• Sonuç bulunamadı

Demokrat Parti İktidarının Son Dönemlerinde Necip Fazıl Kısakürek Necip Fazıl DP’nin, iktidar olduğu 1950 yılından beri geçen 8 yıllık sürede,

ne DP’nin ne de Menderes’in, bir türlü Türkiye’nin geleceğini belirleyecek olan köklü değişiklikler yapmadığını ve toplumun gözünü boyamak, oy almak için geçici icraatlar yaptığı durumundan defalarca yakınmış ve bu şikâyetlerini hep dile getirmiştir. Necip Fazıl, 1958 yılında, Büyük Doğu’da Menderes’e hitaben “Ya Ol, Ya Öl” başlıklı bir yazı kaleme almış ve Menderes’in ya “öldürmesini” ya da “öldürülmeyi beklemesi” gerekeceğini ifade etmiştir (Şehsuvaroğlu, 2012:

37; Necip Fazıl Kitabı Sempozyum Tebliğleri: 353). Necip Fazıl’ın bu tür bir yaklaşımı daha önce görülmemiştir. Durumun vahametini ve artık bıçağın kemiğe dayandığını göstermek için “Ya Ol, Ya Öl” başlığını bilinçli bir şekilde koyduğu söylenebilir. Çünkü bundan maksadı Menderes’e artık göremediklerini göstermek, duyamadıklarını duyurmak istemiştir. Ayrıca Necip Fazıl bu sözüyle Menderes’e yaklaşmakta olan tehlikeyi de işaret etmiştir. Ol derken ortaya çıkan huzursuzluk seslerini bastırarak idareyi ele almasını, öl derken ise sesi çok güçlü çıkan muhalefetin sesini bastırmasını kastetmiştir.

369 Necip Fazıl’ı baştan itibaren Menderes’le yakınlaştıran bir diğer konu,

Menderes’in hem Necip Fazıl’ı hem de Büyük Doğu’ya maddi olarak yaptığı desteklerdir.
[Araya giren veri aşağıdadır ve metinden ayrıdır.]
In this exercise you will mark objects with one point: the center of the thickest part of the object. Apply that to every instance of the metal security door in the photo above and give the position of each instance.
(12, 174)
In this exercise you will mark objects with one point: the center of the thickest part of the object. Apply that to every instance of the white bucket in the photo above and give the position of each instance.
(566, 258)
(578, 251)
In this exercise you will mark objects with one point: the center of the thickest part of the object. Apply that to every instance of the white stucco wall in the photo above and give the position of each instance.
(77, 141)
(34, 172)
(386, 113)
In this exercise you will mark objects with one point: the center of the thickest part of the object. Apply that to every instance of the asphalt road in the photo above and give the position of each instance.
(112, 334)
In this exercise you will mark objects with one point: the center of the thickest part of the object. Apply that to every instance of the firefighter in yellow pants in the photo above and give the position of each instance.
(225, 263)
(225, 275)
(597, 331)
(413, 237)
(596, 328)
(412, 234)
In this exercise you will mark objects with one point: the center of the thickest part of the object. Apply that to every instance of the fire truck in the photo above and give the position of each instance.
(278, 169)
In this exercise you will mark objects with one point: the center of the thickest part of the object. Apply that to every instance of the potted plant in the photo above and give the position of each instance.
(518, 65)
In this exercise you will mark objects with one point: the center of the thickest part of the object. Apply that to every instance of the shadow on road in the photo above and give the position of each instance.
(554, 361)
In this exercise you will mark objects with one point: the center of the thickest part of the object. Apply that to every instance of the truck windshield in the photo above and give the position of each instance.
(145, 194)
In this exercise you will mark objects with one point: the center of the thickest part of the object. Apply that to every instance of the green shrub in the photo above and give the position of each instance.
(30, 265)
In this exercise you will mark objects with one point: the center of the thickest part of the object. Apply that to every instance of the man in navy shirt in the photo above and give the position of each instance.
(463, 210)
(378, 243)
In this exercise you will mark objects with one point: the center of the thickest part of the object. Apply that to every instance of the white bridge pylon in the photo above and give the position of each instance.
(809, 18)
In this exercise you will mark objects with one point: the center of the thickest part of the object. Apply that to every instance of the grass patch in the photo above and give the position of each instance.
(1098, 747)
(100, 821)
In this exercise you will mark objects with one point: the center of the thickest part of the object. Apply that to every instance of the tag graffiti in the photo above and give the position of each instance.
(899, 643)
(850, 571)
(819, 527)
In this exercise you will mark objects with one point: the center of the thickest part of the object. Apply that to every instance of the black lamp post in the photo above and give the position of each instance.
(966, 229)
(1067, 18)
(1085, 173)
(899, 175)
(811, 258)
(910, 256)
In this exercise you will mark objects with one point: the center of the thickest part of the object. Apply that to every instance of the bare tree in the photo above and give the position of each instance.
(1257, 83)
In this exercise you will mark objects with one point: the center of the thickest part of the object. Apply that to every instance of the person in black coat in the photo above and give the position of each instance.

Necip Fazıl, kaleme aldığı yazılarda Menderes’i ve icraatlarını övmesine karşın, bütün bunların karşılığını bazen almakta bazen de alamamaktadır. 1958 yılında Menderes’ten Büyük Doğu’da DP icraatlarını övmek için reklam parası istemiş ve ayrıca diğer ihtiyaçlar için de 10 bin lira talebinde bulunmuştur. Menderes’in kendisine yapacağı yardımlarla diğer muhalefet basınına karşı, kendi dergisinin güçlü bir ses olacağını belirtmiş: “... bütün muhalefet matbuatını saf fikirle çürütücü, muazzam bir içtimai ve ebedi, ideoloji bina edici ve yüreklere nüfuz edici bir mecmua kuracağıma emin olunabilir. Bu da olmazsa tam altı aydır bir tek yardım görmeyen beni vazife günüme kadar her ay muayyen ve mukarrer bir mikyas altında kurmaktan ve gözyaşları içende yalnız ibadet ve mücerret eserler kaleme almaya terk etmekten başka iş kalmaz”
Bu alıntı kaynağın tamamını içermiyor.